G protein-coupled receptors (GPCRs) are the largest family of proteins that transmit signals from the outside of cells to the inside. They are also the targets for a wide range of small molecule medicines developed and produced by the pharmaceutical industry. It has become increasingly clear that GPCRs can exist as dimers or higher-order oligomers and this appears to be integral to their function. Because a wide range of different GPCRs are expressed by individual cells, then it is probable that as well as dimers or oligomers consisting of two of more copies of the same GPCR, 'hetero-dimers' that consist of pairs of different GPCRs are present in cells. It is likely that these will function and be regulated in a distinct manner to homo-dimers consisting of two identical GPCRs. It is difficult to examine different roles of the two elements of a homo-dimer because they bind and respond to the same ligand and this is also true for hetero-dimers between pairs of highly related GPCRs. However, mutagenesis of GPCRs can produce forms of GPCRs generally called Receptors Activated Solely by Synthetic Ligands (RASSLs). I will use RASSLs for the group of GPCRs that respond to acetylcholine to examine these questions. I will also refine and further develop methods we have developed that allow us to predict which GPCRs are able to interact to form hetero-dimers and which are not. Finally, I also plan to develop novel techniques to 'see' whether GPCRs in living cells are organised only as dimers or may form larger, oligomeric structures.
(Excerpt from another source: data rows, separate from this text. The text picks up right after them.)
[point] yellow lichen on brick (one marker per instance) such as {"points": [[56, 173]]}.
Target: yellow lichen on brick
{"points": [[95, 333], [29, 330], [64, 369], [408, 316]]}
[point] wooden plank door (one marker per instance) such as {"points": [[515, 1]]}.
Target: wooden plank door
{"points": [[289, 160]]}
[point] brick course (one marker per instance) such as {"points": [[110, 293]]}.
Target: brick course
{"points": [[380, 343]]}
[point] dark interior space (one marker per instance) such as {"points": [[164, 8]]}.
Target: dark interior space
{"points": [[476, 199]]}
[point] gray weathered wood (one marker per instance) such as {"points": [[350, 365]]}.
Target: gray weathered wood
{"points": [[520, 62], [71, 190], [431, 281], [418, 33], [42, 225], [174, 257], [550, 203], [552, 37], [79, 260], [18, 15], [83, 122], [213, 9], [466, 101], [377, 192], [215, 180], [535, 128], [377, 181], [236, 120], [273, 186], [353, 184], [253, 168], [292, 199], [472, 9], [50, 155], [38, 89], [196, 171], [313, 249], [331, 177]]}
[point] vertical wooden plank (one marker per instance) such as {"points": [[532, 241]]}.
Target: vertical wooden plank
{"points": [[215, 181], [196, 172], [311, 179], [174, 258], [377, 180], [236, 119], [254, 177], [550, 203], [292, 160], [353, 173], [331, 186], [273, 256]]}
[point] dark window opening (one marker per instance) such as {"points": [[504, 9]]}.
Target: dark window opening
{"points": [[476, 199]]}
Many, if not all, rhodopsin-like, class A G protein- coupled receptors appear to exist as dimers or higher-order oligomers. A series of questions remain. Among the most demanding to investigate are whether GPCR monomers remain physically associated throughout their life-history, whether the binding of a single agonist molecule to a GPCR dimer is sufficient to initiate signal transduction, internalisation from the cell surface and desensitisation, the extent and selectivity of hetero-dimerisation/oligomerisation between co-expressed pairs of GPCRs and whether GPCRs are generally restricted to dimers or routinely form more complex oligomeric structures. A major limitation to examining the contribution of each element of homo-dimers of aminergic GPCRs is that each binds the same natural ligand. Mutation of GPCRs such that they lose affinity for the natural ligand but gain affinity for a specific synthetic molecule offers means to overcome this problem. We will employ such Receptors Activated Solely by Synthetic Ligands (RASSLs) of muscarinic acetylcholine receptors for this purpose. We have been developing improved and novel means to image the presence of oligomeric protein complexes in single living cells via sequential 3 colour fluorescence resonance energy transfer and will continue to develop this system to monitor muscarinic receptor oligomers. We have also employed bi-molecular fluorescence complementation as a means to identify receptor dimers and will use this approach to examine if muscarinic receptors exist as multi-polypeptide complexes throughout their life history. These studies will develop and utilise a series of technically demanding imaging approaches to address many of the key unanswered questions about GPCR 'dimerisation'.